定食屋にとって、米の価格が上がるのは「おかずの食材が値上がりした」のとは次元が違います。
すべてのメニューに影響する。
2025年は「令和の米騒動」と呼ばれるほどの高騰が続きました。でも「米が上がったからすぐ値上げ」ではなく、まず茶碗1杯のコストを正確に把握するところから始めると、判断がぶれません。
先に結論
- 米はkg管理ではなく「1食何グラム」で管理する。 ここを固定しないと原価がブレ続ける
- 並盛と大盛の差額を知る。 大盛無料なら、差額分がそのまま利益減
- 値上げの前にやれることがある。 盛り量の標準化、大盛り条件の見直し、セット構成の変更
- 米使用量が多いメニューから段階的に改定する。 全品一律は反発を招く
今の米価を数字で見る
農水省の相対取引価格は27,649円/60kg(2025年6月時点)。
米1g単価 = 27,649円 ÷ 60,000g = 0.461円
定食1食あたりの影響
| 盛付量 | 米原価 |
|---|---|
| 並盛 200g | 92.2円 |
| 大盛 300g | 138.3円 |
| 差額 | 46.1円 |
大盛り無料でやっている定食屋なら、大盛りが出るたびに46円の利益が消えています。
1日20食分が大盛りなら、月25日で23,050円。

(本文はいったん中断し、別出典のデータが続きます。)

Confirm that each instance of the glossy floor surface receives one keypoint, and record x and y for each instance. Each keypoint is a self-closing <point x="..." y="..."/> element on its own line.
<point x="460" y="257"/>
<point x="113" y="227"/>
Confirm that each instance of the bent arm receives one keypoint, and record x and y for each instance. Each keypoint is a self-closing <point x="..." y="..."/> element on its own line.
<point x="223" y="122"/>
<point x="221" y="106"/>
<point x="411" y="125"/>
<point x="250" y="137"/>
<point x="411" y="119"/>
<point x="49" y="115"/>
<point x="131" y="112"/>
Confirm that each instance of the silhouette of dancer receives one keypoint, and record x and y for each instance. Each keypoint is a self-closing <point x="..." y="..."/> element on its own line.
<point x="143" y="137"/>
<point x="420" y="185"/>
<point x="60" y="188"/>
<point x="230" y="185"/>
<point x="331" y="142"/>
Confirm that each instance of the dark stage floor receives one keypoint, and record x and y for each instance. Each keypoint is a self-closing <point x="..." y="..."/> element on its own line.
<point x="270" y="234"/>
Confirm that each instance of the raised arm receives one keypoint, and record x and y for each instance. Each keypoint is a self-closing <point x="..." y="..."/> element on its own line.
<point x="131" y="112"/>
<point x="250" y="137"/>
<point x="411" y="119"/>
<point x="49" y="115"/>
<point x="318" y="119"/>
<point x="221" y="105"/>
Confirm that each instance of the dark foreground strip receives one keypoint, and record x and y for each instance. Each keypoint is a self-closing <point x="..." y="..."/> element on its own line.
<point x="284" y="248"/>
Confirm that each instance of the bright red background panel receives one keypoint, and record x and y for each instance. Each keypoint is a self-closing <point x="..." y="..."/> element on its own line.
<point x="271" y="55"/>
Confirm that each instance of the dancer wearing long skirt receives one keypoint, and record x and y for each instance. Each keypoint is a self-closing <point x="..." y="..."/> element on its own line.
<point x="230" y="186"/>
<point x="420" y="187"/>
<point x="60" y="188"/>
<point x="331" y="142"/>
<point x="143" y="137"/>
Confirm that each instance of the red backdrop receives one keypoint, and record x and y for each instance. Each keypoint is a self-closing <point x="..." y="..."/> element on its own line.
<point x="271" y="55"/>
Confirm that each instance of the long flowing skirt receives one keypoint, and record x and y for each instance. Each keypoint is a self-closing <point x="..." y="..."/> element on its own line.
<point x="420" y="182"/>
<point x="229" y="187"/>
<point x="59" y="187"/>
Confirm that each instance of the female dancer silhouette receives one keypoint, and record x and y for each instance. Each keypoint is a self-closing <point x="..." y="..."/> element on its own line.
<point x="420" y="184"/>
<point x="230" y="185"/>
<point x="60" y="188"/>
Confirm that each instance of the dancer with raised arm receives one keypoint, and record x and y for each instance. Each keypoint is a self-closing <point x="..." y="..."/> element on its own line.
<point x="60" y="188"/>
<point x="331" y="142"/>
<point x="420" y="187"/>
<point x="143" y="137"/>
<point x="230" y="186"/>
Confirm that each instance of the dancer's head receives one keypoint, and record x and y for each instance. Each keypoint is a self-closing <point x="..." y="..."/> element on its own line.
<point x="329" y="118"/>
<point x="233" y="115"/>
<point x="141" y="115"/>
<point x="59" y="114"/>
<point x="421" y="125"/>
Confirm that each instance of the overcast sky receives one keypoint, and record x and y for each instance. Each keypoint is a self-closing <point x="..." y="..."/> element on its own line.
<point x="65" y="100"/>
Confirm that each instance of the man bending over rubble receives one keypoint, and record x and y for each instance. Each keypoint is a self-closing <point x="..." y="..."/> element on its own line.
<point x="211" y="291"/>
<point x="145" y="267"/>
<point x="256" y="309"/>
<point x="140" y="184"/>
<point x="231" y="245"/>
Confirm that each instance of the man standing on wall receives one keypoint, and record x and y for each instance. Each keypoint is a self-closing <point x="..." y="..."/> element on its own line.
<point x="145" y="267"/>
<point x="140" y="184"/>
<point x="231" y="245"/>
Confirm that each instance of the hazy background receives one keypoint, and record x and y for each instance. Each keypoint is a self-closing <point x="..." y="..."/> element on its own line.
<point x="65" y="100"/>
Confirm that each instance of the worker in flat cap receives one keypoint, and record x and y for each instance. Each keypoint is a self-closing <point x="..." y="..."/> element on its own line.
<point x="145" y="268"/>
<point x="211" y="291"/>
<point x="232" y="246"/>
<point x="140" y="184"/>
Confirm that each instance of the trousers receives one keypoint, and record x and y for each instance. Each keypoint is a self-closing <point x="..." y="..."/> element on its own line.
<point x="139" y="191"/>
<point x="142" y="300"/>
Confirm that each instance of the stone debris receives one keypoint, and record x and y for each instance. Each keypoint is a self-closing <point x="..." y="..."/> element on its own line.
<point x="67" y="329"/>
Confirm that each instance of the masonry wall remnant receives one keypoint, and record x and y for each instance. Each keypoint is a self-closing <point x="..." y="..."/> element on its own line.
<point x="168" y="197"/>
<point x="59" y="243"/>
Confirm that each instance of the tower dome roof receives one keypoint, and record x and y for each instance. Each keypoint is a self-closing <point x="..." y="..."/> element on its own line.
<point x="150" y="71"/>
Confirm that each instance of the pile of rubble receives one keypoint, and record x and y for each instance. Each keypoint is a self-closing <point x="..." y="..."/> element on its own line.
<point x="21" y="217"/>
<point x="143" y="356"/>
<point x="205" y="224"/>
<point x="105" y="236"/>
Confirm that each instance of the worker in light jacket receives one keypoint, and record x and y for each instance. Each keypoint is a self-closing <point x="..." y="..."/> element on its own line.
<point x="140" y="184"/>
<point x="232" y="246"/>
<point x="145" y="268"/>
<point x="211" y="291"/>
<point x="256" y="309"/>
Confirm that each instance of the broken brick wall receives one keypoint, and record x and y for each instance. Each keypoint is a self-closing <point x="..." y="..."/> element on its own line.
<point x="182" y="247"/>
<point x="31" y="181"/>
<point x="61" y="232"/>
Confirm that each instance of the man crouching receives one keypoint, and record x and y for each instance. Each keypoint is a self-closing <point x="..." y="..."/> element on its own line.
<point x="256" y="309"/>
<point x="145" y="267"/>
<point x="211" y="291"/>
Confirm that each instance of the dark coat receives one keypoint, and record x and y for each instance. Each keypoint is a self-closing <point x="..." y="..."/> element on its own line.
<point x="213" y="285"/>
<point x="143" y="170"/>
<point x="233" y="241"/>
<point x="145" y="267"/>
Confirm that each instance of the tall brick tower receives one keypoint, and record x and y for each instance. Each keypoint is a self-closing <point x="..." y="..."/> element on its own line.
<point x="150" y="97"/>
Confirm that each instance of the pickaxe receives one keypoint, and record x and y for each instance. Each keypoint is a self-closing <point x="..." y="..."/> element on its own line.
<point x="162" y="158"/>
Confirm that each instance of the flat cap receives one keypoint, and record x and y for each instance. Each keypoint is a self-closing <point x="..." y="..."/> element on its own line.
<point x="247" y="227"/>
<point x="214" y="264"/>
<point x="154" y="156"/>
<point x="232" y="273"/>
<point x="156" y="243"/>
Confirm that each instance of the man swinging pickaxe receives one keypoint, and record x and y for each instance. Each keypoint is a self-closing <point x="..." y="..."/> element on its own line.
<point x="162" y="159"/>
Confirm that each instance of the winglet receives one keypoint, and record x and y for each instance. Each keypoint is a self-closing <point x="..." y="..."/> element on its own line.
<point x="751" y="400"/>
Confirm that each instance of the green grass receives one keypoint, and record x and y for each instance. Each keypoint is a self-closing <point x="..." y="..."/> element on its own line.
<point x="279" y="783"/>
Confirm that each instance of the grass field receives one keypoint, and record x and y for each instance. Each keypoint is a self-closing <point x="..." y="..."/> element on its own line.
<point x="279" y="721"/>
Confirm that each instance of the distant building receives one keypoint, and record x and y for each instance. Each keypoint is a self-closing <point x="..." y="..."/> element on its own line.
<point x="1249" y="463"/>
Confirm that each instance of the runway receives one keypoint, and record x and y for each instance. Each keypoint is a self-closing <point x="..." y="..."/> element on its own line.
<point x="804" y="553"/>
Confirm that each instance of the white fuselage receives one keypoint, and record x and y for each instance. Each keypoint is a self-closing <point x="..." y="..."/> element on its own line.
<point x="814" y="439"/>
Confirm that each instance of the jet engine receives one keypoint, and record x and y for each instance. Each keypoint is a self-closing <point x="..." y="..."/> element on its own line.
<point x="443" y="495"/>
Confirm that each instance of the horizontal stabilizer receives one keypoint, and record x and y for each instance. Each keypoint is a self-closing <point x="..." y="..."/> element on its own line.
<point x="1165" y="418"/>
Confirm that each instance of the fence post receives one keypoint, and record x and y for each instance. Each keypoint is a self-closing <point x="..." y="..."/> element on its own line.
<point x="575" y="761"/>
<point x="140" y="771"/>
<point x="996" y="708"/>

決して「たかが米」の金額ではありません。
値上げの前にできる3つのこと
- 盛り量をグラムで統一する — スタッフによって「大盛り」の量がバラバラな店は多い。計量スプーンや目安容器を決めるだけで、月単位のブレが消える
- 大盛り無料をやめる、または条件をつける — 「+50円」「LINE登録で無料」など。いきなりの有料化が難しければ、新規客から変更するのも手
- セット構成を見直す — ご飯の量を少し減らして、低原価の副菜(漬物、味噌汁具材の変更)で満足度を維持する
今週やること
- 全定食のご飯量を実測して、グラムで記録する
- 並盛と大盛の粗利差を計算する
- 差額30円を超えるメニューを改定候補にリストアップする
- 改定する場合の開始日を決めて、店頭とSNSで同時に告知する準備をする
米の価格はコントロールできません。でも、1杯のコストを把握していれば、打てる手は必ずあります。